If you can at least break even you can hold, get into profit in the future. If you’re upside down on monthly expenses I’d flip it and get out. I wouldn’t plan on any timeline for a rate cut to get into profit. You don’t want to pay for someone else to live there. If the job market further deteriorates it can put you in a bad position. The number 1 rule in investing is don’t risk it all, manage the risk. It might take a couple flips to be able to hold a long term rental. You should also be using a rental analysis to see what your returns are. Weigh those returns against something like an S&P 500 index fund returning 20%+ this year. I own both.
Mentor
I believe the current sentiment is yes. Housing sales are suppressed due to high interest rates pricing most buyers out of the market. Additionally, this also applies to sellers, as sellers are usually soon to be buyers (you need to live somewhere). So people are staying in their homes longer, because they don’t have a place to go after they sell.

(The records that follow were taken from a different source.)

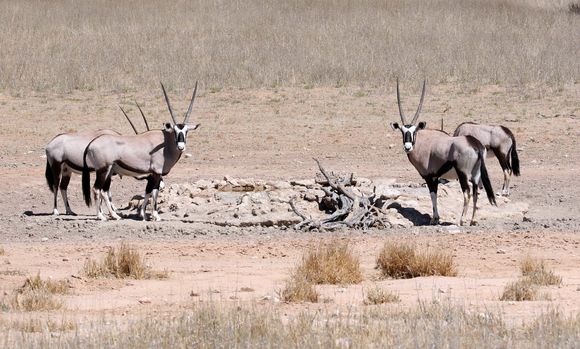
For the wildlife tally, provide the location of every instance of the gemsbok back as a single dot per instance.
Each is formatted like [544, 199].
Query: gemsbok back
[434, 153]
[501, 141]
[64, 156]
[150, 154]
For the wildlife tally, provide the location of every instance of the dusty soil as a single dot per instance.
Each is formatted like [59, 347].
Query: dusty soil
[272, 134]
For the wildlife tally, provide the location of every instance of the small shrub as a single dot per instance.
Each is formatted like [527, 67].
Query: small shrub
[521, 290]
[403, 261]
[124, 262]
[380, 296]
[332, 264]
[299, 289]
[535, 270]
[37, 294]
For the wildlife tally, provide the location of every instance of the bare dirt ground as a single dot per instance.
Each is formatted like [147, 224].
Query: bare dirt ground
[272, 134]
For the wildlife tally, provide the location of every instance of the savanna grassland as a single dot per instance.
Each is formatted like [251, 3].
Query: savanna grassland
[282, 82]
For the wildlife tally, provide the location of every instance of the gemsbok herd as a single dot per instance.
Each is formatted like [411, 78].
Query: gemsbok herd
[152, 154]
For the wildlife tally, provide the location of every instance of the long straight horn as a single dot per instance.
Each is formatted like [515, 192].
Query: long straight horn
[127, 116]
[420, 104]
[143, 115]
[168, 104]
[190, 105]
[399, 104]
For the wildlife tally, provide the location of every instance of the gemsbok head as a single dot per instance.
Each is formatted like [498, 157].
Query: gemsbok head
[148, 155]
[434, 153]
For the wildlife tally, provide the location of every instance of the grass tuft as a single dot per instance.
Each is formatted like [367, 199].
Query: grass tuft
[520, 290]
[378, 295]
[299, 289]
[124, 262]
[404, 261]
[332, 264]
[535, 270]
[37, 294]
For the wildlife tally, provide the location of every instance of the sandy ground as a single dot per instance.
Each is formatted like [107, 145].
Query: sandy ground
[273, 134]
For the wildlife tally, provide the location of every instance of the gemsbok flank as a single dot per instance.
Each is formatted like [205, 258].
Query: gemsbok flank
[501, 141]
[435, 153]
[64, 156]
[150, 154]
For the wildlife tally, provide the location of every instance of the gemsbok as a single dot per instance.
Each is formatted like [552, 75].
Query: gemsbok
[150, 154]
[501, 141]
[434, 153]
[64, 156]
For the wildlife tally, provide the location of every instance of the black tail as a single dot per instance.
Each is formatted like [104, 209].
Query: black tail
[515, 159]
[49, 176]
[86, 180]
[485, 179]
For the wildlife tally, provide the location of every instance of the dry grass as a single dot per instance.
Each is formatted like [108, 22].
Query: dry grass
[520, 290]
[123, 262]
[378, 295]
[299, 289]
[331, 264]
[535, 270]
[38, 325]
[120, 45]
[37, 294]
[403, 261]
[240, 326]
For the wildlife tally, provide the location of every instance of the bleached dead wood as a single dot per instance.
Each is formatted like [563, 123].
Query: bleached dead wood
[344, 207]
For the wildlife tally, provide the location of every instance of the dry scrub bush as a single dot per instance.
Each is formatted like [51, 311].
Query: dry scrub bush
[124, 262]
[331, 264]
[299, 289]
[49, 325]
[535, 270]
[119, 45]
[520, 290]
[378, 295]
[219, 325]
[37, 294]
[404, 261]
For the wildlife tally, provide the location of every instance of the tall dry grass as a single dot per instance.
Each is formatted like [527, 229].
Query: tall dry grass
[217, 325]
[116, 45]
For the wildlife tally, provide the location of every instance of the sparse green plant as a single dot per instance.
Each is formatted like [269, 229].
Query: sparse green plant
[379, 295]
[331, 264]
[403, 261]
[535, 270]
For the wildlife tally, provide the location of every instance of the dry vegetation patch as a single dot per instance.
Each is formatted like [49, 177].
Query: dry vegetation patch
[535, 270]
[123, 262]
[37, 294]
[404, 261]
[379, 295]
[331, 264]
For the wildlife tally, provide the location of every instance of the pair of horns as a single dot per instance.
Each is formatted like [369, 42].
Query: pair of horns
[131, 123]
[401, 108]
[171, 110]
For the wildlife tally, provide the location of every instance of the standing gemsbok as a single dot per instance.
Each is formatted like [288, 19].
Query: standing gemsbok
[150, 154]
[64, 156]
[501, 141]
[434, 153]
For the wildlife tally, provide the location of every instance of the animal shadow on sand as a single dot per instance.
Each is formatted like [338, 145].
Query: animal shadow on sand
[416, 217]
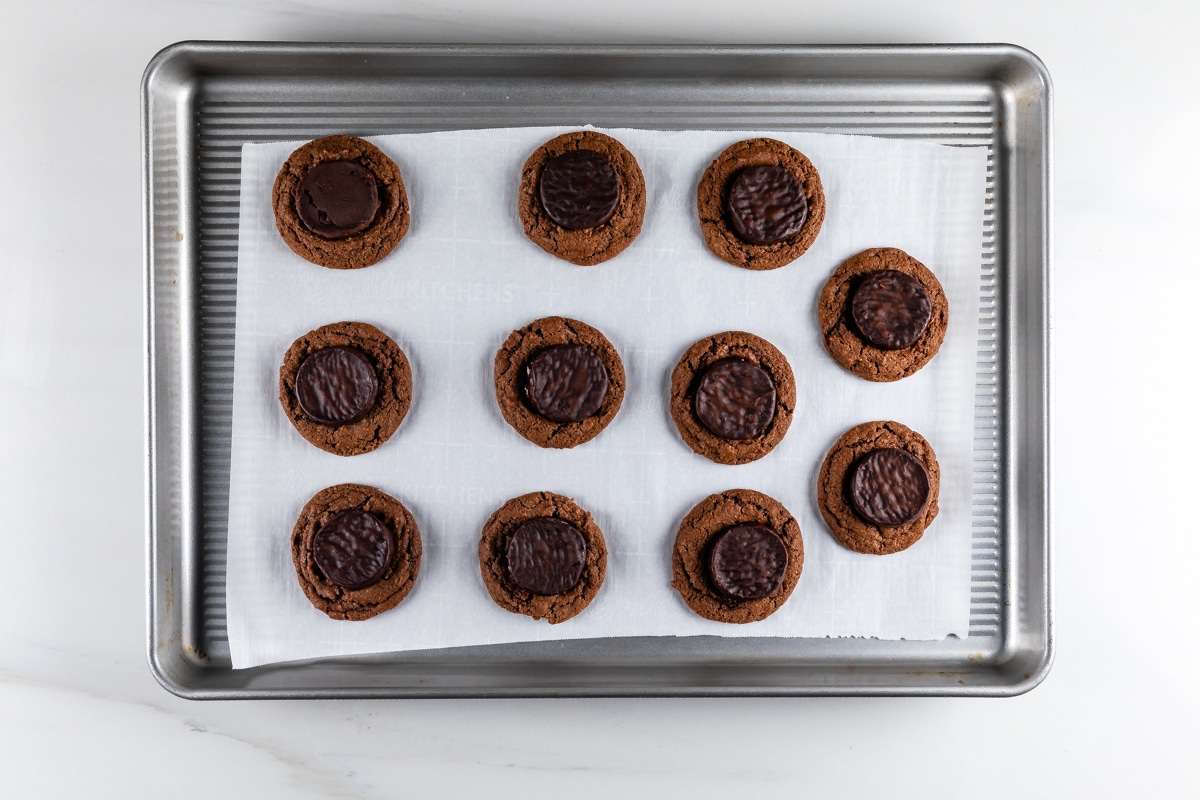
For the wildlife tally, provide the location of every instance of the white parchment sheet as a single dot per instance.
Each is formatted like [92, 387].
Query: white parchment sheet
[466, 276]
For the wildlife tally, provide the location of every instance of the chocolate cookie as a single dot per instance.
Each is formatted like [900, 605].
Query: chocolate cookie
[877, 488]
[882, 314]
[582, 197]
[732, 397]
[737, 557]
[340, 203]
[543, 555]
[558, 382]
[357, 551]
[761, 204]
[346, 388]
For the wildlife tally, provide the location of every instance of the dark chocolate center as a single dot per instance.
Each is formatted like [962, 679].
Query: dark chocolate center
[546, 555]
[336, 385]
[337, 199]
[579, 190]
[567, 383]
[891, 310]
[889, 487]
[353, 549]
[736, 400]
[748, 561]
[766, 204]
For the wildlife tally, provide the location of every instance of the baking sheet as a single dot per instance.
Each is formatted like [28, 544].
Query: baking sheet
[203, 101]
[466, 276]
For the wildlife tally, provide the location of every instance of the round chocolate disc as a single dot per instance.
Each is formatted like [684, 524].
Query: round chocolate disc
[546, 555]
[353, 549]
[748, 561]
[736, 400]
[336, 385]
[567, 383]
[766, 204]
[579, 190]
[337, 199]
[889, 487]
[891, 310]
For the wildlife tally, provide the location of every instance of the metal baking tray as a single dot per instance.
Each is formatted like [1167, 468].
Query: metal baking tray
[201, 101]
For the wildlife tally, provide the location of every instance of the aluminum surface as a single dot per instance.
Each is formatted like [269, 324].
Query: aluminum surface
[203, 101]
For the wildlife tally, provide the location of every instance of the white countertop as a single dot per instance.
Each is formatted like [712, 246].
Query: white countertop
[79, 710]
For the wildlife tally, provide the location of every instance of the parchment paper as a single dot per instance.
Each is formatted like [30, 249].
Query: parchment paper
[466, 276]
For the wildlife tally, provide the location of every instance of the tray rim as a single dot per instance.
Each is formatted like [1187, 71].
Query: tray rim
[181, 52]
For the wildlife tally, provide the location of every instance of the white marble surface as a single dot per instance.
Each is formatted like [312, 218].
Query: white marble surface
[79, 711]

In theory if the rates drop to let’s say 5%, I would expect sellers starting to feel comfortable selling their homes again, and more buyers will enter the market to scoop up those homes.
Mentor
For investors that bought up homes during the pandemic, I would expect most to refi unless there are serious problems with the property, or if the property was a flip.
Personally, I’m looking to refi my properties to lower expenses and drive up profit margin. No looking to sell at all.
Home prices are going to remain flat or rise in the next decade. More and more people are moving here and builders are not building. This will change based on new opportunities, but given the information today this is the economic read.